C'est mon conjoint qui l'avait tenue au courant par téléphone en deux trois phrases. Elle n'avait pas reçu de bilan par la clinique. Lorsqu'elle avait appelé, ils n'avaient pas voulu lui donner de mes nouvelles. Dans ma démarche de faire le tour de tous les professionnels qui ont suivi ma grossesse, j'ai rappelé son cabinet une journée remplie de plus de bas que de hauts. Elle m'a recontactée et nous avons pris un rendez-vous pour la semaine d'après. La salle d'attente où j'avais tant de bons souvenirs me donnait envie de vomir mais la séance qui a suivi valait la torture de mon entrée en ces lieux. Je vous avoue que je ne levais jamais la tête, que je me fermais à chaque fois qu'elle recevait un appel et que je me décomposais mon regard tombait sur un monitoring. Je ne m'attarderai donc pas sur les conditions mais sur le discours qui restait dans ma tête après la séance.

 

Voilà pour chaque séance ce que j'ai retenu. Je n'ai peut-être pas tout bien compris mais je vous donne ma version. Ce que j'écris là m'a marquée parce que personne avant ne m'avait parlé comme ça et j'en avais certainement besoin à ce moment-là, deux mois après la chute de mon petit monde.

 

PREMIèRE SéANCE :

 

(En me posant mes mains sur mon ventre.) Mon utérus est revenu dans mon bassin, il n’est plus dans l'abdomen.

 

(En déplaçant mes mains vers le thorax.) Le diaphragme, c'est la vie. Je suis maman mais je suis avant tout femme et je suis moi.

 

Mon corps a besoin de ma tête. On avance et on recule puis on avance à nouveau, ainsi va le chemin du deuil. Il faut reconnecter toutes les parties de mon corps.

 

L'étoile d'Auguste dans le ciel va me rendre plus forte et m'ouvrir aux petites choses importantes de la vie. 

 

Ce qui est arrivé va apprendre à ma grande fille comment on se relève vers la vie. C'est à moi de lui montrer cette force. J'ai le rôle de pilier dans ma famille alors mon corps ne doit pas s'épuiser. Il faut que j'en prenne soin.

 

Mon conjoint en me voyant avancer m’emboîtera la pas.

 

Deuxième séance :

 

Je n'avais pas pleuré depuis plusieurs jours malgré les bas qui pouvaient se présenter et pourtant j'ai versé de lourdes et chaudes larmes lors de cette deuxième séance. On a touché de près la position dans laquelle j'étais si bien : les deux mains sur le gros ventre d'une femme enceinte juste au dessous de la poitrine. Lorsque le ventre atteint ce stade, c'est que c'est bientôt l'heure pour le bébé de sortir.
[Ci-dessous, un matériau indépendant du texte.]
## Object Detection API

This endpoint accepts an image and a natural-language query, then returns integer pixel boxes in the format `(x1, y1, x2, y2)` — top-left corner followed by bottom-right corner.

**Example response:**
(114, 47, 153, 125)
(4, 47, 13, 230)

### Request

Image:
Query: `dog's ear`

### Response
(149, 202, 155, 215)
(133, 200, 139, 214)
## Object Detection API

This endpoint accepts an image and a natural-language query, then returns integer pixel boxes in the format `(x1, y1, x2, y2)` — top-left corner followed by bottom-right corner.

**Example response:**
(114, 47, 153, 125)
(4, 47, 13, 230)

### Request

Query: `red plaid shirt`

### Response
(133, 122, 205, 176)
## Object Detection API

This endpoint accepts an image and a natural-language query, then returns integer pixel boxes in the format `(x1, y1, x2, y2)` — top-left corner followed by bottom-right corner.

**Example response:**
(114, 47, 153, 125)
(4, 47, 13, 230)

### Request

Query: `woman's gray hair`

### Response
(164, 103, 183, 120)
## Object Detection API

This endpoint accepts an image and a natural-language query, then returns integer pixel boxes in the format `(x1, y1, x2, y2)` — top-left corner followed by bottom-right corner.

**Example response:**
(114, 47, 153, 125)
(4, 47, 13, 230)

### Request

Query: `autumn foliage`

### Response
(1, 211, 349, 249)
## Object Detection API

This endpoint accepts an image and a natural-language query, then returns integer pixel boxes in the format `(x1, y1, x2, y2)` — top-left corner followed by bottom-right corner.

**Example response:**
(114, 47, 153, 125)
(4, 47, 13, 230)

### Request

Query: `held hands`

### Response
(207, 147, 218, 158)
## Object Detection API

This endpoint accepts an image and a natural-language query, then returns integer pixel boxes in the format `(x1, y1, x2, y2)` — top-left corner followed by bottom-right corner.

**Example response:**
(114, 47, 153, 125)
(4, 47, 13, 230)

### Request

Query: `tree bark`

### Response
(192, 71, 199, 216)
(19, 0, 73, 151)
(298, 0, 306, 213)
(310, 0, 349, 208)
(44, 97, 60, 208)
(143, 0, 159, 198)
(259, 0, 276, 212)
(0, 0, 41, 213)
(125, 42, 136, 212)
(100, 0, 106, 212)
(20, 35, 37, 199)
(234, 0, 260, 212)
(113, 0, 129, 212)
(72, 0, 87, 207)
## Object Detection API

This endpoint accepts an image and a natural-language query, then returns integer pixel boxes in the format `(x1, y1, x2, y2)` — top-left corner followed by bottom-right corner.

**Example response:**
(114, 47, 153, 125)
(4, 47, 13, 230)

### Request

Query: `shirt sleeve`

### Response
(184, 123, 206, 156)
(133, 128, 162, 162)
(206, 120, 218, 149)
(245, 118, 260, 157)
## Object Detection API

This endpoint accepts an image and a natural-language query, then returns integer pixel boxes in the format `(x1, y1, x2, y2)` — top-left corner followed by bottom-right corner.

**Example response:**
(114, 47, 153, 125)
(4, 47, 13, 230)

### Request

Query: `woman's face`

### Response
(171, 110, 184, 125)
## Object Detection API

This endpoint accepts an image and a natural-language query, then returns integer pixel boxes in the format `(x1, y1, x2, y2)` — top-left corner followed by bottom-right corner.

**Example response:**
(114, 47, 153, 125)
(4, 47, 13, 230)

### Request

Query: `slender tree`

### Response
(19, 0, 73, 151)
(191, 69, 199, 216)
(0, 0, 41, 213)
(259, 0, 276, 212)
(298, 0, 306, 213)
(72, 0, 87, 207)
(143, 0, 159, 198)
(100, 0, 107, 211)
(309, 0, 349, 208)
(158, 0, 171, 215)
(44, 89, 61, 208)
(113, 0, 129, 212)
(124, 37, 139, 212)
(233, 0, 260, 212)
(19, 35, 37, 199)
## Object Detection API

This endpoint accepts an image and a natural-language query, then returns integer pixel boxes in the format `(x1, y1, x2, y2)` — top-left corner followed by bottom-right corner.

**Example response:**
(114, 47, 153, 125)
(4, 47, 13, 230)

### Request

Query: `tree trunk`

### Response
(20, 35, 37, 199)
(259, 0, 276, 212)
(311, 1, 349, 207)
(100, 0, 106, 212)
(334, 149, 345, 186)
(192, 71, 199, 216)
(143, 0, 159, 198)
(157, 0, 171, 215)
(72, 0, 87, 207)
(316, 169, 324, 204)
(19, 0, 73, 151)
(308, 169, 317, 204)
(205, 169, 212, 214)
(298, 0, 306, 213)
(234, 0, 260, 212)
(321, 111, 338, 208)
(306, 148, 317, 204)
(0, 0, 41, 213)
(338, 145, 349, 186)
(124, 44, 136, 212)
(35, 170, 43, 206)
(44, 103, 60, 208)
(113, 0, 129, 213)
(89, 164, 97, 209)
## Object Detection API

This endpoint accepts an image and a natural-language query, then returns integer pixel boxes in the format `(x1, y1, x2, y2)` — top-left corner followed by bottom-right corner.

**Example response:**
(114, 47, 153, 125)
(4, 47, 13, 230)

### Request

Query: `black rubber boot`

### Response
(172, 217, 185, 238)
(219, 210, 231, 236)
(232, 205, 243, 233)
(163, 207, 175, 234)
Les trois premier mois, je n'avais pas de ventre, les trois d'après, il avait bien grossi mais le septième et le huitième mois me rapprochaient de la rencontre avec mon petit garçon avec toute l'excitation que cela peut engendrer. C'est dans cette position que la sage femme m'avait d'abord rassurée à cause de son erreur et c'est dans cette position que j'ai entendu l'annonce qui à brisé ma vie. C'est dans cette position que je me vois heureuse et puis que l'on m'achève.

 

Sous mes mains aujourd'hui, plus d’utérus, plus de bébé, je le savais, mais cette douleur ne partait pas. Elle m'explique qu'il y a aujourd'hui sous ma main, mon estomac, l'organe de la colère et qu'il faut le mettre en marche pour qu'il digère cet événement.

 

C'est bientôt le printemps, il faut arrêter de subir et être dans la réalisation. Allier le mouvement de la spirale en respirant profondèment et en me concentrant sur les différents points de mon ventre, c'est redonner de l'impulsion à la vie.

 

Ne penser qu'au présent, pour l'instant, n'est pas si mauvais.